# Foamy Honey



## 1955alram (5 mo ago)

I live in East Tennessee. I have a bucket of honey that tastes like Sweet Tarts. It is a bit darker than my normal honey. I rated it a 60 on Jack's Scale. It was robbed on 7-27-22. When I bottled it, it has a thick layer of white foam on top. Any ideas what the nectar source might be? The honey is delicious!!! And what causes the white foam that has formed on top of the honey? I can easily remove the foam with saran wrap. Does the foam mean the pollen count in the honey is high? Or does it mean something else?


----------



## crofter (May 5, 2011)

Hydrogen peroxide is given off by some honey resulting in foam ( foam is also seen in fermenting honey but I think you have ruled that out)

Skip to 16:45 in the video. See if that looks like a possibility


----------



## squarepeg (Jul 9, 2010)

i usually get some foam at the top after extracting, and seems to be more if the frames contained some pollen buried beneath the honey, which is undergoing fermentation. also, i think some air gets whipped in during the extraction process.

by letting the honey sit in the bucket for 2 or 3 days, all of the foam rises to the top. since the honey gate is at the bottom of the bucket, and if i am careful, all of the foam ends up in the last jar that gets bottled, which we keep for ourselves.

after another day or two the foam in that last jar rises to the top and can be spooned off. i sometimes eat the foam, and it seems to have a wax note to it, so some of the foam may be traces of wax that make it through the strainers.


----------



## Alram (Jun 8, 2019)

This is what one of my jars looks like.


----------



## squarepeg (Jul 9, 2010)

yes, that's what the last jar of the bucket usually looks like. welcome to good raw honey. no problem whatsovever with it, but we usually keep those for ourselves because some folks might think there is a problem. or you can spoon the foam out and combine it with another jar, ect.


----------



## COAL REAPER (Jun 24, 2014)

what temperature was the frames at for extraction? the cooler/thicker the honey is at extraction the more foam i tend to see. in this case it is just entrapped micro bubbles rising to the surface. bottle off the bottom and save the last jars with foam for yourself. YUM!


----------



## Jack Grimshaw (Feb 10, 2001)

Air and micro particles of wax from extracting.
Totaly edible but it does detract from the appearance of your product.
Let your honey settle and skim before bottling or draw from just off the bottom of the bottling bucket.


----------



## mgolden (Oct 26, 2011)

In long term storage, the "foam" seems to start to ferment. Long term is a year or more. I suspect it must have natural yeasts in it from the small pollen particles. So it is best to keep this honey separate and consume it first.


----------



## crofter (May 5, 2011)

Using a refractometer takes away a lot of guess work. If you know its at 17% moisture you can discard fermentation issues. If it is over 18% you can be suspicious. For about $30 it is cheap _peace of mind!_


----------



## mgolden (Oct 26, 2011)

I have honey that is four years old that was packaged in 500 ml with under 17% moisture. Some jars get 3/4 inch of somewhat bubbled yeasty smelling honey at the top. 

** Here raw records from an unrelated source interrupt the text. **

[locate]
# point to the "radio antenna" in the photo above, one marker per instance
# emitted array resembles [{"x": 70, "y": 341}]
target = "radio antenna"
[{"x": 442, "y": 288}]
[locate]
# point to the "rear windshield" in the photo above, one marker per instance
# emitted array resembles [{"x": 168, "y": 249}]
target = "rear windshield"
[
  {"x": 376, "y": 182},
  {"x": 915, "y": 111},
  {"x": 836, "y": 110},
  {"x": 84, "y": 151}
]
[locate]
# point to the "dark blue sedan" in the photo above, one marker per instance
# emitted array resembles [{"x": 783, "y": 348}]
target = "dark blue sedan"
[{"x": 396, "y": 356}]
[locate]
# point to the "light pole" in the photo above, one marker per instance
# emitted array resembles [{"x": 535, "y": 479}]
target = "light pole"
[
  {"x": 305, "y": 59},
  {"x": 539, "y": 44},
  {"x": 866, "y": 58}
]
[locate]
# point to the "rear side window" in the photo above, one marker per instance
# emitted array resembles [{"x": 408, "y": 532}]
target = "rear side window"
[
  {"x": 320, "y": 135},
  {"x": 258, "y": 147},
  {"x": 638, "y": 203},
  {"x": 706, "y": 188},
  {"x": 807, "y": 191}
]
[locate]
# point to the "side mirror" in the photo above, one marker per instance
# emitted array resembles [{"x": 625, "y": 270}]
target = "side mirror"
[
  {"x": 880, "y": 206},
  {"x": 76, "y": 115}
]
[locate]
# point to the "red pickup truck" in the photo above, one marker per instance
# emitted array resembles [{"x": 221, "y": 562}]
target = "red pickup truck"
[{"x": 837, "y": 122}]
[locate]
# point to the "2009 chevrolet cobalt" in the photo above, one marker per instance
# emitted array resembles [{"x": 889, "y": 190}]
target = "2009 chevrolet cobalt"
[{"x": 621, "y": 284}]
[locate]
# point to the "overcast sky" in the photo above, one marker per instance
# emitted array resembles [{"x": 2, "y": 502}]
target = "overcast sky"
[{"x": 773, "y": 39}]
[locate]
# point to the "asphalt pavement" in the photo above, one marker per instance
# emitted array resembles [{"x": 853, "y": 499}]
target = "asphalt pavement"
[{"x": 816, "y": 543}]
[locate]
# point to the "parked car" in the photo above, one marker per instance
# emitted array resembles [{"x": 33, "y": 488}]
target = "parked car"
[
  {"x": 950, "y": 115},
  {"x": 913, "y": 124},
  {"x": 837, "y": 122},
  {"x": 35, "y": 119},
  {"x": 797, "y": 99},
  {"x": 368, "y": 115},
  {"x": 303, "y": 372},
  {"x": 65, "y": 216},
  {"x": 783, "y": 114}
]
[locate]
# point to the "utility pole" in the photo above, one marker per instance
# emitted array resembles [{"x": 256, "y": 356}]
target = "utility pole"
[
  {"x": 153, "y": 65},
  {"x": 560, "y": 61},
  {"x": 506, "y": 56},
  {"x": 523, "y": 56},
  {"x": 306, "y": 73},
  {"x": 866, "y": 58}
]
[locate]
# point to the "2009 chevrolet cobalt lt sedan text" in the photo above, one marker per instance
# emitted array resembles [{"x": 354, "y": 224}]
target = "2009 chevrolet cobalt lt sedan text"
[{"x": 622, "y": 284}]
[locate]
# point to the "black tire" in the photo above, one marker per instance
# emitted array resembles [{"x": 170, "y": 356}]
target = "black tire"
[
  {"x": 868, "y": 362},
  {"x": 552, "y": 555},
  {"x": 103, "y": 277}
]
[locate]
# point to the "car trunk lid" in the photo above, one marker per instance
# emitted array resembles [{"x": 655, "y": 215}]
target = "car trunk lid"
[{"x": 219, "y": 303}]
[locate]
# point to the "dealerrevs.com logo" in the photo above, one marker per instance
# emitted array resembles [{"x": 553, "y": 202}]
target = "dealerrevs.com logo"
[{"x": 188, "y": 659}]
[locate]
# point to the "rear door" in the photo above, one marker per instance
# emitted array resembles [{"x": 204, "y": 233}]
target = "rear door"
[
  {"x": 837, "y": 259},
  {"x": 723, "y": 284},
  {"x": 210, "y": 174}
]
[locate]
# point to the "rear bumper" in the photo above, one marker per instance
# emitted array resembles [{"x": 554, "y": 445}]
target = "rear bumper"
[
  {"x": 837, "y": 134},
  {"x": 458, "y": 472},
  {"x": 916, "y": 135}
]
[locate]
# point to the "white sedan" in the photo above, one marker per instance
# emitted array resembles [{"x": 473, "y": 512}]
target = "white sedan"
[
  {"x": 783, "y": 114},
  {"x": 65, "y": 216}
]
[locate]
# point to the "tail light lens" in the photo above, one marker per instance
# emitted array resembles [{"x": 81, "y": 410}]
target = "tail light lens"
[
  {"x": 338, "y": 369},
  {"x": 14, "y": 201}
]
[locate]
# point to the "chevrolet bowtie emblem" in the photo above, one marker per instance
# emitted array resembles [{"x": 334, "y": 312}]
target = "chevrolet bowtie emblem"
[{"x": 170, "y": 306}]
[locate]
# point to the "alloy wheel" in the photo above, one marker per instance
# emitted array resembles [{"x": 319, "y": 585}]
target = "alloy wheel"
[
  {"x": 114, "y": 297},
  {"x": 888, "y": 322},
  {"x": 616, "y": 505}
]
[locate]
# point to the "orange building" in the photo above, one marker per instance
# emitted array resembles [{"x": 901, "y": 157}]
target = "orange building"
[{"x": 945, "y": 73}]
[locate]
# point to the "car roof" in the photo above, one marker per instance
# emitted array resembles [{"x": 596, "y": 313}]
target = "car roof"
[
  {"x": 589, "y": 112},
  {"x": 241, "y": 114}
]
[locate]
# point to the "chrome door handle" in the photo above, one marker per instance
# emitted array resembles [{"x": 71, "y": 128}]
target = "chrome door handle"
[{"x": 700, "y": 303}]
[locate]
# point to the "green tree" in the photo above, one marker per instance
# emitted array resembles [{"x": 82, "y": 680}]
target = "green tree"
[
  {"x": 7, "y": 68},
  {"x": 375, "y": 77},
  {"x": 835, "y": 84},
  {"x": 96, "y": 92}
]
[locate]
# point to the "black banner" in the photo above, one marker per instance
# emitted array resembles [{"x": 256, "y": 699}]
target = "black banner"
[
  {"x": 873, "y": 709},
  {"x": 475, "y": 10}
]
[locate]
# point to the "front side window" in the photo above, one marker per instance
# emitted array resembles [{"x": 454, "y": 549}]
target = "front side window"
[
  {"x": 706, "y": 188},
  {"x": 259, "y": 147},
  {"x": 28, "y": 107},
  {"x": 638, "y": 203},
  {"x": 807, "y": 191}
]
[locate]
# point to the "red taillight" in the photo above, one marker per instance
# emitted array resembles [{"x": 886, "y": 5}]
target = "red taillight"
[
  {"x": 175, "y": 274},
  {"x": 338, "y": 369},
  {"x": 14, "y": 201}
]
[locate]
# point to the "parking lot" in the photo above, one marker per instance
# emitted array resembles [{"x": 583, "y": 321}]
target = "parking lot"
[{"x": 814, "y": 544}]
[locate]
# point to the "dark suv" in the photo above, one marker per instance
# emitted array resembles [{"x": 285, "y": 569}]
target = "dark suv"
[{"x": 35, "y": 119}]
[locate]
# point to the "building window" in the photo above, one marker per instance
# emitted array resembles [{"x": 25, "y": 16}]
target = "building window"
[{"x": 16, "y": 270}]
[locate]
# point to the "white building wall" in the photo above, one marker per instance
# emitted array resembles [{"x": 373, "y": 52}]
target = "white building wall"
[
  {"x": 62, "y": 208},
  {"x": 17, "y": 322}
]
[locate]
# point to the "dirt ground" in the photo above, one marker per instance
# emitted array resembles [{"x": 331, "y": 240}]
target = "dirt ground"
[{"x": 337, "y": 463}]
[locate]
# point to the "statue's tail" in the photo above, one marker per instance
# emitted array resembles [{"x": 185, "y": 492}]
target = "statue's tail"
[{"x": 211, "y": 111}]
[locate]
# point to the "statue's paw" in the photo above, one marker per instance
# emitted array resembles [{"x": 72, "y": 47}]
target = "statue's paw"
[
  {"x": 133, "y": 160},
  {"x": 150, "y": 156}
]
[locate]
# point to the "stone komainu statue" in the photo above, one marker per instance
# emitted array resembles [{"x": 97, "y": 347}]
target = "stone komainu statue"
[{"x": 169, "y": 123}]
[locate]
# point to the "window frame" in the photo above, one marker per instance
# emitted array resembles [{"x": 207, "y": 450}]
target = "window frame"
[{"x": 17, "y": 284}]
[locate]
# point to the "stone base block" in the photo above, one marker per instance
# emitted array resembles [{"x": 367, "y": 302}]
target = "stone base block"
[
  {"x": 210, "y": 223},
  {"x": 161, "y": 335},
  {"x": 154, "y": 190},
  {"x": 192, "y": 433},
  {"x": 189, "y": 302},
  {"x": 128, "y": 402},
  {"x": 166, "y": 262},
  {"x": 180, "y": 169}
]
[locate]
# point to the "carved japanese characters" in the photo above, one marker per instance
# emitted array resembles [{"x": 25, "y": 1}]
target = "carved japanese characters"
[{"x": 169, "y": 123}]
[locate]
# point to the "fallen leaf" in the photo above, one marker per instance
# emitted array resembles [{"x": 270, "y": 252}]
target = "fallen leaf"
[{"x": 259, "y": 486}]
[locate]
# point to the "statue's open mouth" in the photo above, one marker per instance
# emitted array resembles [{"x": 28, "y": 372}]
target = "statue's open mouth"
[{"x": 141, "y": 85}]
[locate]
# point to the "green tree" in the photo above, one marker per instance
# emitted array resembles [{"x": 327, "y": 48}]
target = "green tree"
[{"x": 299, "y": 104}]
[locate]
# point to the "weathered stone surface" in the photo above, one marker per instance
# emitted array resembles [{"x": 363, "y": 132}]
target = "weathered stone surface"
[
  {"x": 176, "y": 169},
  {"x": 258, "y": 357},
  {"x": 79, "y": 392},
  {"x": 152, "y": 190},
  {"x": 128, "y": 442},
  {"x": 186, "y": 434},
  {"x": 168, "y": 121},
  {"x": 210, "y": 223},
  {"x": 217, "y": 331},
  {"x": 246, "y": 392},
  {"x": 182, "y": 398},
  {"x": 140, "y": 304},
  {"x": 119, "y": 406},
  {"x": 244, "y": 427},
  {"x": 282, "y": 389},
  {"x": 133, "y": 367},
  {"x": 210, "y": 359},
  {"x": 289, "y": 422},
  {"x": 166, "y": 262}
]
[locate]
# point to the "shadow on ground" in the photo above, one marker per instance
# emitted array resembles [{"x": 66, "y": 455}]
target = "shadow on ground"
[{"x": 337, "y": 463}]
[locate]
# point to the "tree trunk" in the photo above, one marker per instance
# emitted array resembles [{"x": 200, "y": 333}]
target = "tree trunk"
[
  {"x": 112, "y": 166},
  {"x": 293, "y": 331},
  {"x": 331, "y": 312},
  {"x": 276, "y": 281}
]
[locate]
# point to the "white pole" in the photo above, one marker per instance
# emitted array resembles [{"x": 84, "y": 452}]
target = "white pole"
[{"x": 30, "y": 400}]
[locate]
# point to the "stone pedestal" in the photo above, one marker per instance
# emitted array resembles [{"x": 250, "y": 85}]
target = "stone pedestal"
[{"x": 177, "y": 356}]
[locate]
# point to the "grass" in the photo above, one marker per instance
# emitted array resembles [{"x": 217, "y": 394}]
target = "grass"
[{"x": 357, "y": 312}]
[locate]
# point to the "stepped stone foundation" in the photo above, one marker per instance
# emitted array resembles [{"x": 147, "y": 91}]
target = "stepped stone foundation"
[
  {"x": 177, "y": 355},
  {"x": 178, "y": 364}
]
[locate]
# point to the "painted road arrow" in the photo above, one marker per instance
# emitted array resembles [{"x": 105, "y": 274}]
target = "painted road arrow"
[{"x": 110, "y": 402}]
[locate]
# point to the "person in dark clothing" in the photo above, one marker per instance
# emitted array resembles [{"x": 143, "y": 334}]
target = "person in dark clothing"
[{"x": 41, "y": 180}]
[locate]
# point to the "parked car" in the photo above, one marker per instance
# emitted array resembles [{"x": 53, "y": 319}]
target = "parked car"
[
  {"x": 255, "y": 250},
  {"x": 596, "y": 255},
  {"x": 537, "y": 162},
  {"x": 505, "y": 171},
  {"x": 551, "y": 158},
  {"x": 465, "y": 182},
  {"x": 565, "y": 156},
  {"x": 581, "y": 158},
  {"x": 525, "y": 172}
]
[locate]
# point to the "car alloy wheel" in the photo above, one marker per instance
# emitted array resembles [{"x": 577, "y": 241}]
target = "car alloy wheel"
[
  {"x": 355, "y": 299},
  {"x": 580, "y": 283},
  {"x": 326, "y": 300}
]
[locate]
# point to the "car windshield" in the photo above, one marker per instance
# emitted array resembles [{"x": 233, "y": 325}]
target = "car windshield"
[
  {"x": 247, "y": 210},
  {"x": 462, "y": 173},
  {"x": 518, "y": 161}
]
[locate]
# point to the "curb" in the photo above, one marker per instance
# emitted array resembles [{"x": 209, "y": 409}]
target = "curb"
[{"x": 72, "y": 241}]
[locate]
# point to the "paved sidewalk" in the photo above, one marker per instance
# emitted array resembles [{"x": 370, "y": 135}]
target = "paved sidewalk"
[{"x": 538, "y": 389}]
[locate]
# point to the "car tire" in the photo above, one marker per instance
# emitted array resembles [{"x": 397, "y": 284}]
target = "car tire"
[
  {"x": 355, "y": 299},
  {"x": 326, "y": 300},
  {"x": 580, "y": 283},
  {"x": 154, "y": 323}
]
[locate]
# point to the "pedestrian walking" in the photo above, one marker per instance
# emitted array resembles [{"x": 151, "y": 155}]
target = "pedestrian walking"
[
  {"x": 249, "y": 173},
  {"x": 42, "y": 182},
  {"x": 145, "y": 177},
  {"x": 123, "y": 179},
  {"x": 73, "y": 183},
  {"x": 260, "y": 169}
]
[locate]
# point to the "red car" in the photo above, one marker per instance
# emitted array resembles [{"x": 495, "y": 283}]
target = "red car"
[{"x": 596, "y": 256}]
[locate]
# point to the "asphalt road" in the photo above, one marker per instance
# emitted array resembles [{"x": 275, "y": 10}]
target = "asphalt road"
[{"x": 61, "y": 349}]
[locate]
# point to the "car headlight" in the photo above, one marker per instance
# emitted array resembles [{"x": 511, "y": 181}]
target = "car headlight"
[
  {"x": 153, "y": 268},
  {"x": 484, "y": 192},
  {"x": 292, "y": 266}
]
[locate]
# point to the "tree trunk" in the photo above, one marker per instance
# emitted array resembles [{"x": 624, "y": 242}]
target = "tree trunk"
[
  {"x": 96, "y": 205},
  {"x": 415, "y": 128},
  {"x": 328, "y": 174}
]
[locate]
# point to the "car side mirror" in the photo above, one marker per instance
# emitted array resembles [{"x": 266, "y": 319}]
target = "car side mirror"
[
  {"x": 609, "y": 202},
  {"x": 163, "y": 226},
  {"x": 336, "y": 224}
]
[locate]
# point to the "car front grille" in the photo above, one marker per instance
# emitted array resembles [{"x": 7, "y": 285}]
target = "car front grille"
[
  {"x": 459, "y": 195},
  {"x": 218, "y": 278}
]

Not knowing any different, I used to stir the 5-gallon pail of honey as I packaged into 500 ml jars. My thought was that I'll disperse the slight foam to the last dozen jars or so.

I stopped doing this because I was getting the unexpected 3/4 of slight fermentation. I now let the 5 gallon pail settle over night and make creamed honey with the it. It then is used shortly thereafter.


----------



## crofter (May 5, 2011)

mgolden said:


> I have honey that is four years old that was packaged in 500 ml with under 17% moisture. Some jars get 3/4 inch of somewhat bubbled yeasty smelling honey at the top.
> 
> Not knowing any different, I used to stir the 5-gallon pail of honey as I packaged into 500 ml jars. My thought was that I'll disperse the slight foam to the last dozen jars or so.
> 
> I stopped doing this because I was getting the unexpected 3/4 of slight fermentation. I now let the 5 gallon pail settle over night and make creamed honey with the it. It then is used shortly thereafter.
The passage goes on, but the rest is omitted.